Bug: Fix massive values for cpu metricset for docker module #3682

douaejeouit · 2017-02-27T16:02:12Z

Due to the use of unsigned integers, negative values were transformed into huge positive numbers.

update integration tests for cpu metricset

elasticmachine · 2017-02-27T16:02:20Z

Jenkins standing by to test this. If you aren't a maintainer, you can ignore this comment. Someone with commit access, please review this and clear it for Jenkins to run.

elasticmachine · 2017-02-27T16:07:05Z

Jenkins standing by to test this. If you aren't a maintainer, you can ignore this comment. Someone with commit access, please review this and clear it for Jenkins to run.

ruflin · 2017-02-27T18:05:16Z

@douaejeouit How can it happen in the first place that these values become negative?

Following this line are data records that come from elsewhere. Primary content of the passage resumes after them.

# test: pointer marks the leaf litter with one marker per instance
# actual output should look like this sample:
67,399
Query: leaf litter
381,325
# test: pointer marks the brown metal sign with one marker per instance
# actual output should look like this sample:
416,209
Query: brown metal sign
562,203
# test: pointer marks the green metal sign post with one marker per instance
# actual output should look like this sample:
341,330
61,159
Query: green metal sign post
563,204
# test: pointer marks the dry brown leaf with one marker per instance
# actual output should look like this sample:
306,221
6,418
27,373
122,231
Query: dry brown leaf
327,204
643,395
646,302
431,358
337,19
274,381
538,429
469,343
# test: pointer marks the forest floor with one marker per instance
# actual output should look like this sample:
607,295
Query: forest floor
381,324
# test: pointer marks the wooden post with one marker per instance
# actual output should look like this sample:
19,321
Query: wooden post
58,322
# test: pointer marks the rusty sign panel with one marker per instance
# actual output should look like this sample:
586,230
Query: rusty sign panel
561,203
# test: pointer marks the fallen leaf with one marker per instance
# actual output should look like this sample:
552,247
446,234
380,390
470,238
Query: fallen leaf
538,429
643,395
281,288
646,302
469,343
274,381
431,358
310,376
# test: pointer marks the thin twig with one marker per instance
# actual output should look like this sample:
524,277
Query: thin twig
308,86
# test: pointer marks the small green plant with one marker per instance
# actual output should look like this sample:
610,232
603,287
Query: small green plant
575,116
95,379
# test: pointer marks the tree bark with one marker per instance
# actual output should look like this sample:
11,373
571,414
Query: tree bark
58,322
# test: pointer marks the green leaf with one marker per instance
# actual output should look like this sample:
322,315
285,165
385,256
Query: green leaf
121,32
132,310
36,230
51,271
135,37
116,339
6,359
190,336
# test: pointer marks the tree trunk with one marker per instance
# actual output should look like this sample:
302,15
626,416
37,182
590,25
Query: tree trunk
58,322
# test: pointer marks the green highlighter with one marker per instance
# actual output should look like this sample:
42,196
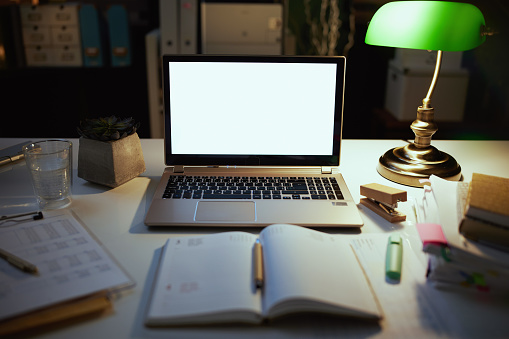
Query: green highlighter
394,257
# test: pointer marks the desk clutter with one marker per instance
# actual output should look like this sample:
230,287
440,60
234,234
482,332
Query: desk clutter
459,261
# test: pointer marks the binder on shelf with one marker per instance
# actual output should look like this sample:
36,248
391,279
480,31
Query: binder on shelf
120,46
92,45
188,26
168,23
51,35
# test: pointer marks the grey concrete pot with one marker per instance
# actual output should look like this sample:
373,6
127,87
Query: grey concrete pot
110,163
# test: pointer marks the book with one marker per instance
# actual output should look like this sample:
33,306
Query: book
456,262
486,215
211,278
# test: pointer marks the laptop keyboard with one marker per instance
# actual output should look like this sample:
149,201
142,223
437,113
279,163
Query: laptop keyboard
224,187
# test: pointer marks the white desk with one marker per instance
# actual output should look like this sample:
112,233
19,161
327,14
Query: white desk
115,217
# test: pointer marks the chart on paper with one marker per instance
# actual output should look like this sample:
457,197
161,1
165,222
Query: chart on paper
69,260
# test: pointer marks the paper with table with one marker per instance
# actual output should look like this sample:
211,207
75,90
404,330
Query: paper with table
71,264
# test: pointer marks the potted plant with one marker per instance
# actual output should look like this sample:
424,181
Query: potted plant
110,151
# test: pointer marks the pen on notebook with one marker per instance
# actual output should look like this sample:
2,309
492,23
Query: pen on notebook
35,215
14,260
394,257
258,264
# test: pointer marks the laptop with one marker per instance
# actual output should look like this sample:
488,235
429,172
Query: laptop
252,141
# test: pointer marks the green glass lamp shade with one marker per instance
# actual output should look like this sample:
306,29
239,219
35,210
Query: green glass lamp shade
428,25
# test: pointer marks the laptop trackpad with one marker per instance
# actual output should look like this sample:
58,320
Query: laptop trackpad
225,211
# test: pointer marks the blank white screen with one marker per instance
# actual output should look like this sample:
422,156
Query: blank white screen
252,108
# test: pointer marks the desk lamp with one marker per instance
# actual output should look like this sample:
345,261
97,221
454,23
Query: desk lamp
428,25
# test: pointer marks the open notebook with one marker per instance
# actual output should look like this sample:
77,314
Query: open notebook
253,141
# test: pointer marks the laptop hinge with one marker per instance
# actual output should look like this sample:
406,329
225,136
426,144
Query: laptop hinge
178,169
326,170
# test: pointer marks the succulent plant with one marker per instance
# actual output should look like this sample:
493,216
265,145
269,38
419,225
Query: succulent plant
108,128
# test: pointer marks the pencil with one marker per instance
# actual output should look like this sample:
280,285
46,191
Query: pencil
258,259
20,263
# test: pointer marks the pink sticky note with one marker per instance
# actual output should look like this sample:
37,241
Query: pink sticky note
431,234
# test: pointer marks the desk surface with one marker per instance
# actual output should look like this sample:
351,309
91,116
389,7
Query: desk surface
115,217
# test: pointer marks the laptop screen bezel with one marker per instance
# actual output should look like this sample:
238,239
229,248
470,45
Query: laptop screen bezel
255,160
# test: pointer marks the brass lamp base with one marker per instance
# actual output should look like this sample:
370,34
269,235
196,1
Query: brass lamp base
408,164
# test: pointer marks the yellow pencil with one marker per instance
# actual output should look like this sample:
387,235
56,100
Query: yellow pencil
20,263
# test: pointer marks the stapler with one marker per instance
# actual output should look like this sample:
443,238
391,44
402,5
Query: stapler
383,200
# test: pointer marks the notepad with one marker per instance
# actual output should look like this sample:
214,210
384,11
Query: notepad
210,278
71,265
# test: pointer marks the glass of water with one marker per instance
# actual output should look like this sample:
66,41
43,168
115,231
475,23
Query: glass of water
50,166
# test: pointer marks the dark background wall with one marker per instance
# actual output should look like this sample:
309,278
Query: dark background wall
50,102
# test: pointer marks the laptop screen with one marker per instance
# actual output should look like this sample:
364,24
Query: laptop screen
259,110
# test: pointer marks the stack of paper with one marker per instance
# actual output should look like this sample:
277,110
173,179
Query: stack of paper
455,261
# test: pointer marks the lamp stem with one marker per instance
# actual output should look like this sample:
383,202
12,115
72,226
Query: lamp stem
426,100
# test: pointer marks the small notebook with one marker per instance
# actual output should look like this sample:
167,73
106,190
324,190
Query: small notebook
253,141
303,271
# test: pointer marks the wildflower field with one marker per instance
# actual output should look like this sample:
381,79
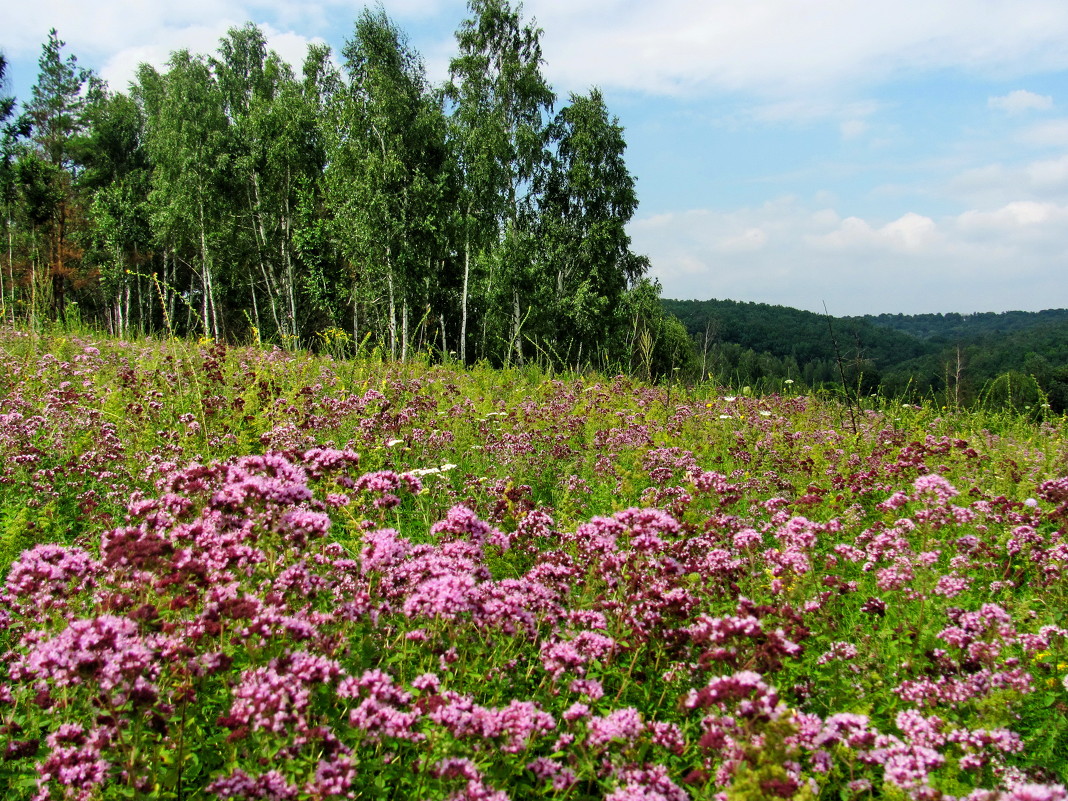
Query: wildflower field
248,574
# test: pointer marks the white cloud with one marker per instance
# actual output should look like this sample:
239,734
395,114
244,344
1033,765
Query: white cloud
975,261
783,48
1041,179
1052,134
852,128
1020,100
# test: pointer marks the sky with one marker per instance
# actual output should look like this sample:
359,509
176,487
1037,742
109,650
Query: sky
859,156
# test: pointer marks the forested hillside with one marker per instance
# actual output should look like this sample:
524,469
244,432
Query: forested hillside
229,197
1019,358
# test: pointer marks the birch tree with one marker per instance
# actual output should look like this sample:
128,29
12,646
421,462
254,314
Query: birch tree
500,103
386,158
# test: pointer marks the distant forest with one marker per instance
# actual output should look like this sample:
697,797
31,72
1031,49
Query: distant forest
1014,358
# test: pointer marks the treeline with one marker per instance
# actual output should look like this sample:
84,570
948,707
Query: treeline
1017,359
226,195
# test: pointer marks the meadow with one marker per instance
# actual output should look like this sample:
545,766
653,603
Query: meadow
252,574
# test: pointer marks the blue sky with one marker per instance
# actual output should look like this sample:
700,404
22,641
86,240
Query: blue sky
868,155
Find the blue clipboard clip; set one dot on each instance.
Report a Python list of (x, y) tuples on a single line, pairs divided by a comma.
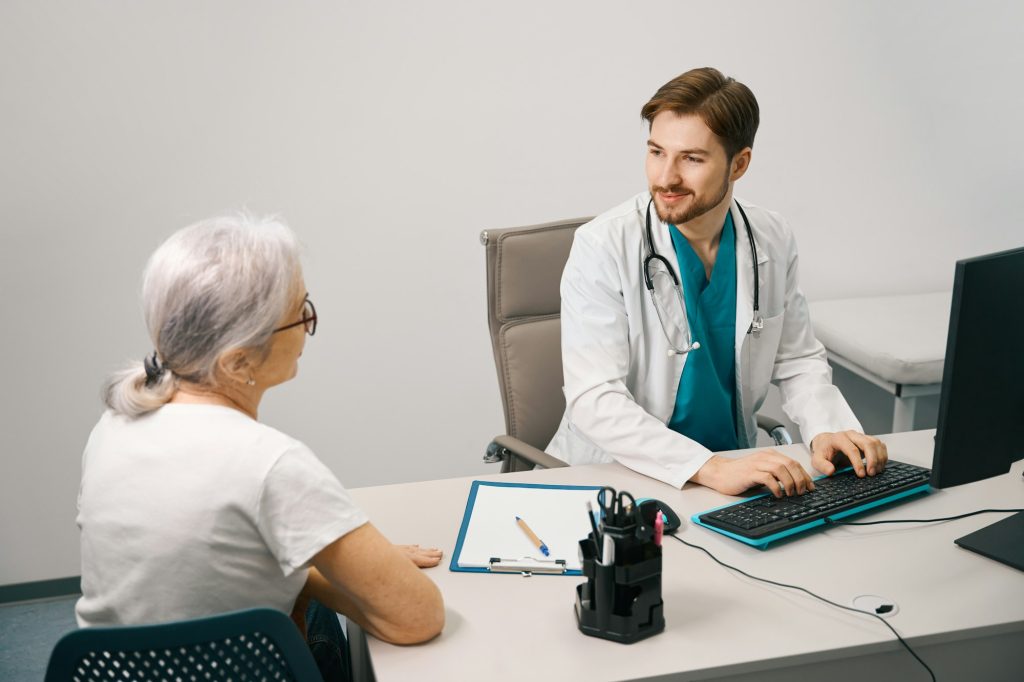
[(526, 565)]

douaejeouit · 2017-02-27T19:06:42Z

@ruflin, Actually the changes made are only to prevent the module from any potential bug that may be caused by negative values. As you know, the CPU's usage values are accumulated by the processes of the container. So in order to get the current cpu usage value, we need to calculate it by using both cpu and Pre-cpu usage (current = new- old). The negative value might be occurring due to the fact that the new usage value is lower than the older value.
My suggestion to this is to multiply the value by a '-1' , if it's negative, instead of setting it to 0. we can keep the resulting value of the current cpu usage. what is you opinion about it ?

ruflin · 2017-02-27T20:23:31Z

What if we just change it from uint to int and report the actual negative values that were reported?

douaejeouit · 2017-03-05T00:24:47Z

@ruflin, sorry for the delay of replying. Yes, that sounds good to me! But (for the calcularion) I think it would be better to cast it to float rather than int, don't you think so?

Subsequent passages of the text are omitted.